We all want to be part of a community, and starting university might make you feel nervous about immersing yourself in a new environment. Here are some ideas on how to get involved to make the transition easier.
There are many benefits to engaging with your school community.
- Make friends. Joining clubs and societies is a great way to meet new people who share similar interests.
- Gain leadership skills. Taking on leadership roles can teach you how to work with and motivate others — great preparation for future jobs and other opportunities.
- Build your resumé. Show employers or graduate schools that you have time management skills, talents outside the classroom, and the initiative to take on new experiences.
- Reduce stress and have fun. Take a break from school and make your university experience more balanced and enjoyable.
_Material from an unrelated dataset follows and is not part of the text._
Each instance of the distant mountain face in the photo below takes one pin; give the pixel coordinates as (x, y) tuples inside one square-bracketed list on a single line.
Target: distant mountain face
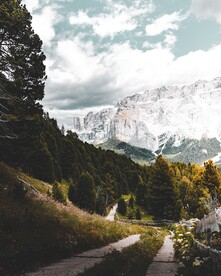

These are just some of the benefits that you'll experience. Now let's see how you can get involved.
Clubs and intramurals
Many of the clubs and teams you're familiar with from high school probably exist at university. Joining a club lets you explore your hobbies or different cultures, volunteer with charities or social movements, and more. At Waterloo, we host a Clubs Day at the beginning of each school year where you can discover our 250+ clubs. If you enjoy playing sports but don't want to play competitively, intramural teams are a great way to get active and have fun.
Student societies are similar to student council in high school. They host events, provide support, and advocate for students. At Waterloo, the Waterloo Undergraduate Student Association (WUSA) represents all undergrad students. There are also faculty societies, like the Arts Student Union and the Waterloo Engineering Society.
You can choose to volunteer to get a feel for what the societies are all about. Also, if you're looking for a leadership role there are positions specifically for first-year students.
Many schools have campus newspapers, podcasts, or radio stations that highlight events and activities. If you enjoy writing, photography, videography, proofreading, or design, getting involved with your school media outlets may be a good option. You'll get to develop your skills through volunteering while helping keep your community informed.
Working on campus is a fun way to make some extra cash. You'll learn more about university services, make new connections, and likely find your managers very accommodating during exam periods. Campus jobs are also really accessible. Run home on your lunch break or go to work in between classes, whatever works for you!
One final tip is to remember to not overdo it! Choose just one or two things to try, and slowly integrate more until you find the right fit for you!